VASTO. Prima assoluta alla Scala di Milano per In search of dance per quartetto d’archi del compositore vastese Raffaele Bellafronte. Il concerto, che sarà eseguito dalla storica formazione Quartetto d’archi della Scala, è stato inserito nel cartellone della stagione “Invito alla Scala” accanto ad opere di Felix Mendelssohn- Bartholdy e Antonín Dvorák. Il debutto questa sera.

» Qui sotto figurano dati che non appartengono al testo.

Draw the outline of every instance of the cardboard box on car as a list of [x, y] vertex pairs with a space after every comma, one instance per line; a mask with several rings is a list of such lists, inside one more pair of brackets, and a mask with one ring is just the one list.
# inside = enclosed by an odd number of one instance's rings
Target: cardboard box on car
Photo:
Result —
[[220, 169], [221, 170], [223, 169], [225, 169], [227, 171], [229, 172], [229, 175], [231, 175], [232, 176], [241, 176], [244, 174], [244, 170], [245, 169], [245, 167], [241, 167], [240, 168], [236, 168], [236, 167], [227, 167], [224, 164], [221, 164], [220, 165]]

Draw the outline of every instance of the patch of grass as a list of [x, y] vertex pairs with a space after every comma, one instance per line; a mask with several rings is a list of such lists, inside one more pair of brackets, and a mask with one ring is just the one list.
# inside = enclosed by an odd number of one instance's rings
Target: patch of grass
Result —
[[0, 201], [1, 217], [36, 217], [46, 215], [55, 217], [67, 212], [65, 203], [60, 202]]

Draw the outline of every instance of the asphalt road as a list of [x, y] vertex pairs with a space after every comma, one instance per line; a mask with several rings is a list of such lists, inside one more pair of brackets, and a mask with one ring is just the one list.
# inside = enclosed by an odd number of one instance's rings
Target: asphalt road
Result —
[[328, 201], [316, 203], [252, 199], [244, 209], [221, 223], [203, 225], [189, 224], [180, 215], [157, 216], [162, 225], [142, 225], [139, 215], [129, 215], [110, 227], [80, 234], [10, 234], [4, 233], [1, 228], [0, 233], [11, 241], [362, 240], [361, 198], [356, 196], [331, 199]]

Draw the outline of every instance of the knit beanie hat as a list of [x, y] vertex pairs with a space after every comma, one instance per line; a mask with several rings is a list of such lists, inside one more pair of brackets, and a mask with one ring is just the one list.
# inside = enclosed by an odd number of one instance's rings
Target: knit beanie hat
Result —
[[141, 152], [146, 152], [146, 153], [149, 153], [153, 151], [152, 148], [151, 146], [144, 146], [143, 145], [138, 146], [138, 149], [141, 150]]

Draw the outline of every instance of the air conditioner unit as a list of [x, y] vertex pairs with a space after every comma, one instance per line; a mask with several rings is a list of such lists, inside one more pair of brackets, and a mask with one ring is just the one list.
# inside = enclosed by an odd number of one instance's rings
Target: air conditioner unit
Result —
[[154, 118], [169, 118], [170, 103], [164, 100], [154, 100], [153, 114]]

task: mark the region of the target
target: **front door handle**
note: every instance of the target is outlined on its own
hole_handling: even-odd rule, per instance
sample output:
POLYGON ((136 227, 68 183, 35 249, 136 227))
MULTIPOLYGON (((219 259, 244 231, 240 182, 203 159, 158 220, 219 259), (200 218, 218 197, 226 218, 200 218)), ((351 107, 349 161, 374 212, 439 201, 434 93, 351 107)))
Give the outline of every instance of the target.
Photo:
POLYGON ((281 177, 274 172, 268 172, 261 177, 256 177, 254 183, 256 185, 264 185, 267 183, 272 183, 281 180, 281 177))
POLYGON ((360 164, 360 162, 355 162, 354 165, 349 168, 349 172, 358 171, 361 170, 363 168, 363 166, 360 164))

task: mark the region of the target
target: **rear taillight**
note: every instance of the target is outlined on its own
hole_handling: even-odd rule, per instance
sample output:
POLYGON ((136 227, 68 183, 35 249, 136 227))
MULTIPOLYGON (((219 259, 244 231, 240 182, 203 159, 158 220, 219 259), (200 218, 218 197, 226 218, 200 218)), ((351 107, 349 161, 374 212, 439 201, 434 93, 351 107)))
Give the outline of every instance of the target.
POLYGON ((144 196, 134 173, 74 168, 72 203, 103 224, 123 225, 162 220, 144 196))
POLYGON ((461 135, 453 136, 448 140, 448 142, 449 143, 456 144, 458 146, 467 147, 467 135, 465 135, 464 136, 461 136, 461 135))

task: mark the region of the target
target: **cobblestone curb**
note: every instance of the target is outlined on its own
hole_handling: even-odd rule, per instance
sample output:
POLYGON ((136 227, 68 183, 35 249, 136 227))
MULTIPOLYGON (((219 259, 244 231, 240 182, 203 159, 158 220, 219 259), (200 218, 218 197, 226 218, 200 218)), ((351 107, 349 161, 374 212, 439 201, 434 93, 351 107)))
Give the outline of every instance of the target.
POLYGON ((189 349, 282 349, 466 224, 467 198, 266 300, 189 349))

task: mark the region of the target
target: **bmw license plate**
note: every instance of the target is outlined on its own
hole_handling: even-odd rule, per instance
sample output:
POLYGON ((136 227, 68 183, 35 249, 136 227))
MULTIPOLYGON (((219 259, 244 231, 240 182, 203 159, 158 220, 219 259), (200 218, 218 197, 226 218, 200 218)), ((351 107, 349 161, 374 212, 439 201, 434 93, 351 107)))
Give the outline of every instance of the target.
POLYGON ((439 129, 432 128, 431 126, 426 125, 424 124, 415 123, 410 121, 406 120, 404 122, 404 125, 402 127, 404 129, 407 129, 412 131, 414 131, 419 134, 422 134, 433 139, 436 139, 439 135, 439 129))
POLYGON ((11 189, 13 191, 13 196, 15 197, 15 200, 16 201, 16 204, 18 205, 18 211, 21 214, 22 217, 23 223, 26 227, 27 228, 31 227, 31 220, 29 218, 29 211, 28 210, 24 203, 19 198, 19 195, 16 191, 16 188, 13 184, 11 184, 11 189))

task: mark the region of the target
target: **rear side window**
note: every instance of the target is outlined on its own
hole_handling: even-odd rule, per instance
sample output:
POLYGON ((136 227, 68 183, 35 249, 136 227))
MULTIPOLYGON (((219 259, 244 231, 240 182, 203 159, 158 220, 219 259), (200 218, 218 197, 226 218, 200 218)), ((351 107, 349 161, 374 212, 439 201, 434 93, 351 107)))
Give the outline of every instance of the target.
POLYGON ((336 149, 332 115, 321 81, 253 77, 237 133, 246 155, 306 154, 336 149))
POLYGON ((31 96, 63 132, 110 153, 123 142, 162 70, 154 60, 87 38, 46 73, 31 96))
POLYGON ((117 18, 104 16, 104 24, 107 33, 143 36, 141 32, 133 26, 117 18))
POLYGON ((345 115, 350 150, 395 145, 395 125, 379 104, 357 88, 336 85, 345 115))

Per il maestro non è la prima volta nel prestigioso teatro meneghino: si tratta infatti di un ritorno alla Scala dove già nel 2014 era stato applaudito per una sua prima mondiale. «L’esecuzione di domani sera (oggi ndc) è affidata ad un quartetto di grande talento che porta la tradizione del suono italiano in tutto il mondo», spiega il compositore. «Sicuramente un riconoscimento prestigioso. In search of dance è un percorso nei meandri più nascosti del movimento che abbina ritmica e cantabilità». Diplomato in pianoforte, Bellafronte ha studiato composizione ed analisi e dopo anni di ricerca e sperimentazione negli studi di registrazione, si è progressivamente avvicinato alle strategie compositive dei secoli precedenti. Le sue opere sono state pubblicate da case editrici come Rai Trade e Curci e hanno varcato i confini nazionali per approdare in sale da concerto e teatri tra i più importanti al mondo, come la Carnagie Hall di New York, la Konzerthaus di Vienna, oltre al Parco della Musica di Roma e al Petruzzelli del Bari per citarne alcuni. Docente al conservatorio di Campobasso, è direttore artistico della Scuola civica musicale di Vasto e dal 2007 è direttore artistico anche del Teatro Rossetti. Nelle scorse settimane, in occasione della Stagione concertistica “Le notti bianche”, ha presentato un recital da lui musicato, adattato dal capolavoro di Dostoevskij.